We just got home from an Alaskan cruise and landtour, which was my cousin Tom's idea.  Our group included 4 cousins and their spouses, an aunt, someone's sister, and 2 other couples who were Tom's friends.  It was an incredible experience.

As John Muir said on his visit there, "Never before this had I been embosomed in scenery so hopelessly beyond description."

The first week was a "cruisetour" that took us up to Denali and back.  Here's one of our memorable stories:

At Talkeetna, we stayed in a luxurious hotel on top of a hill.  It had a spacious viewing area behind it, so we could look at the mountains and perhaps even see Mount McKinley (in Alaska it is called Denali, the Great One).  Being the highest mountain peak in North America, it makes its own weather, so people rarely get to see it because of the fog and clouds.

The hotel will give you a wake-up call in the middle of the night if it becomes visible.

The first thing we all did was to go to the viewing area with our binoculars to see.  There was the mountain range all spread out before us, and we spent some time looking and looking, trying to figure out which one it might be--until someone told us that no, Denali wasn't visible right now.  Oh well.

Eventually my husband and I ended up in our room, which also had a view.  And my husband told me he thought he was seeing the mountain.  But it wasn't where we had been looking, in the mountain range; it was ABOVE THE CLOUDS, sticking up in the sky like some fantastical island!  All covered in snow, you could hardly tell, but the binoculars made it quite clear that it was a mountain.  Amazing.
I quickly called Tom to tell him.

"I can't see the mountains right now; we're hiking the trail down below the lodge and the trees are in the way."

"No, no!"  I said.  "Look UP--up in the sky!!"

He appeared later at the viewing area with some other cousins and we were all looking and exclaiming.  Eventually I suspected that Tom didn't get it.  "Don't look at the mountains; look up in the sky!" I told him again.

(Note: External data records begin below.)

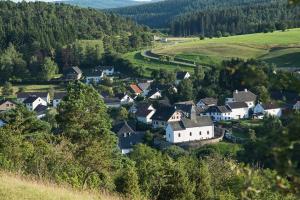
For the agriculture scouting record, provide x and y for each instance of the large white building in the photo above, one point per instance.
(188, 130)
(239, 110)
(218, 113)
(270, 109)
(243, 96)
(33, 102)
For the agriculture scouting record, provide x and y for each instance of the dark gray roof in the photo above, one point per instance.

And when he realized what I meant, and he really saw it for himself....he was stricken with awe.  It was like a religious conversion, seeing that mountain was such an amazing thing.  He couldn't believe it!

Along would come another cousin.  Tom would explain it to them and it would start all over again.  Religious conversion, falling right down on the sidewalk with amazement.  It was so fun.

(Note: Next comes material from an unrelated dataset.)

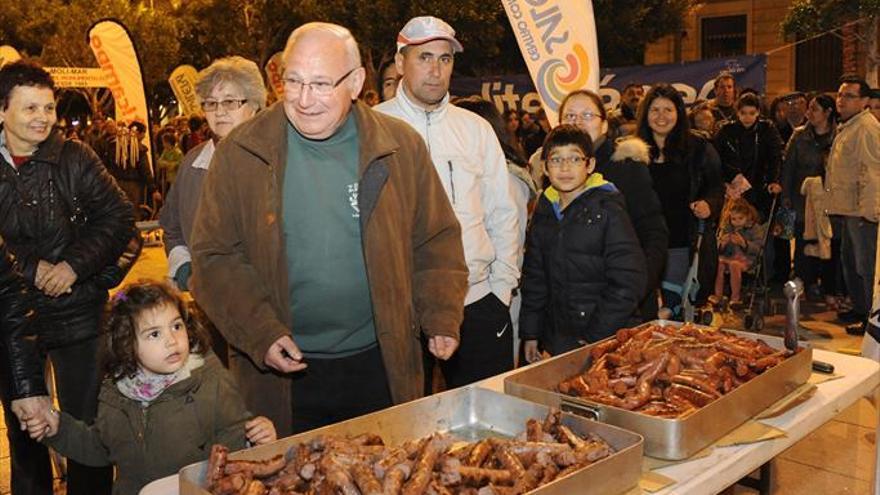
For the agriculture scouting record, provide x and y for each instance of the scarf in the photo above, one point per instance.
(145, 386)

Meanwhile, cousin Adele had been taking a lot of photos.  We all sat on benches for a long while, watching the mountain come out more and more, enjoying the evening.  I told her I didn't think I could get so excited over a mountain, but with the top part of it just sticking out of the clouds like that, well....
She pretty much agreed.

Eventually I got tired and decided to see what the hotel had in the gift shop.  I wasn't gone long, but when I returned:  oh, everyone was in an uproar!

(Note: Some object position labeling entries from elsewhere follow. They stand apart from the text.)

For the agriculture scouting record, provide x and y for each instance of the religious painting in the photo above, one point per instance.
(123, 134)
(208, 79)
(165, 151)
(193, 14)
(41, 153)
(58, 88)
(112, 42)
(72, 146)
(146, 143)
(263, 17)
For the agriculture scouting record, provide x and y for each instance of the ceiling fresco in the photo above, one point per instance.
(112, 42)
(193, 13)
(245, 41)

"Gaye, you missed it, you missed it!"

"What did I miss??"

"Adele DIDN'T KNOW!!!"

All this time, she hadn't been looking at the right place.  And when she finally figured it out, her reaction was really something to see.  Thunderstruck, I imagine.  It was very very funny.
She had to take photos all over again.

Can you find it here?  You can see the regular mountain range in dark blue just above the tree line.  Don't scroll down till you're ready to see the answer.

 Here it is.  See the mountain range below it?

And we saw it even better the next day, with Mt Foraker on the left (mother) and Mt Hunter in the center (child). Denali is on the right.


  1. Amazing scenery! We hope to someday go to Alaska and see it for ourselves. Glad you could go!

  2. Wow!  That is really awesome!  So glad you could go.